In light of this, in the near future, female anatomic and pathologic parameters should be used, such as carotid diameter which is considerably smaller in female than in male, thus determining higher arterial velocity in carotid artery. The greater degree of atherosclerotic plaque within the carotid bulb, the higher age-related arterial wall stiffness and degree of pulsatility, and the presence of artifacts increasing arterial velocity should be taken into account for an accurate diagnosis of carotid stenosis and guidelines should be adjusted consequently.
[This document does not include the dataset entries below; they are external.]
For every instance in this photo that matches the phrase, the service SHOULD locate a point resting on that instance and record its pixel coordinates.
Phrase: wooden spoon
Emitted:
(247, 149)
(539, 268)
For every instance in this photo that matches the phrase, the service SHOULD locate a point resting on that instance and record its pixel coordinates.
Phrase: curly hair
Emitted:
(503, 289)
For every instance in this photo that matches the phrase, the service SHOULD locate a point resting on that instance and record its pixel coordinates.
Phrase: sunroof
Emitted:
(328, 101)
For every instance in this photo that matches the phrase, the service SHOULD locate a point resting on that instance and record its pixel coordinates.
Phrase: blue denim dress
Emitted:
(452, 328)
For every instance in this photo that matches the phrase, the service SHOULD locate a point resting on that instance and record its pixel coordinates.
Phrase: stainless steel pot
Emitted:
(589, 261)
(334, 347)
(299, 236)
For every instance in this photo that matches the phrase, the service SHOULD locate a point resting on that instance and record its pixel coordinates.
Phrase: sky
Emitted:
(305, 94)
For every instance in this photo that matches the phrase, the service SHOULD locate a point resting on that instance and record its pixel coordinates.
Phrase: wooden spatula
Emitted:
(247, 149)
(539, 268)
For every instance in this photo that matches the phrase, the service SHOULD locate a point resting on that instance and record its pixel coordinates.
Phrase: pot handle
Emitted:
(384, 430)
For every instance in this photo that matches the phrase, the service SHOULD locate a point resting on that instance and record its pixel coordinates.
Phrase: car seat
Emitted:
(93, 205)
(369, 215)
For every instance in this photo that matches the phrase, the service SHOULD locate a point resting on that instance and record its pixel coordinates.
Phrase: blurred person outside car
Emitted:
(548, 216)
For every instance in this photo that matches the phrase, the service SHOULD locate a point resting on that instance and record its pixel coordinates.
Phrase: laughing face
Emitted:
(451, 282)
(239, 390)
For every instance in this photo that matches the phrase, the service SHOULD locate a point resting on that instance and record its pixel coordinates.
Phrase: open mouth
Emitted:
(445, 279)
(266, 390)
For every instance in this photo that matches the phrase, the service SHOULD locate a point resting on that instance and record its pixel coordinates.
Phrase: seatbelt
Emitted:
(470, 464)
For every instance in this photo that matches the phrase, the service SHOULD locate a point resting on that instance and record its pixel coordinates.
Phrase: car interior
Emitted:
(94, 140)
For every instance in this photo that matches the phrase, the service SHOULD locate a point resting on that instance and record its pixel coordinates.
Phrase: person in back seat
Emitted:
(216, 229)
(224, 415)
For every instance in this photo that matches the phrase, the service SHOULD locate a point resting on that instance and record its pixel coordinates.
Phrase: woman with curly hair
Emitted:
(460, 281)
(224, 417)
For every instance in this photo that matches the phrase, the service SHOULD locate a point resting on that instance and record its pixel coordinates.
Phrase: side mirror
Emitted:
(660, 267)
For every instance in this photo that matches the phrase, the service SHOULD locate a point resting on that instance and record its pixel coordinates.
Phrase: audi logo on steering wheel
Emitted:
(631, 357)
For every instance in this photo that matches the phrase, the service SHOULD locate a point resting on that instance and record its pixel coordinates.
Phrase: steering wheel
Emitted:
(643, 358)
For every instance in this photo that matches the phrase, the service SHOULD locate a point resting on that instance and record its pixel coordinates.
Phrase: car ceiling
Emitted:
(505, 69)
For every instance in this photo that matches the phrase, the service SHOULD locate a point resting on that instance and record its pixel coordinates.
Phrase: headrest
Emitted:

Gender subgroup analyses from large randomized trials, such as ACST-2, an international randomized trial comparing CEA with CAS for long-term stroke prevention, which planned the recruitment of 3600 patients by the end of 2019 [56, 57, 58], may report interesting and important results on the impact of gender on the peri- and postprocedural outcomes after carotid revascularization procedures.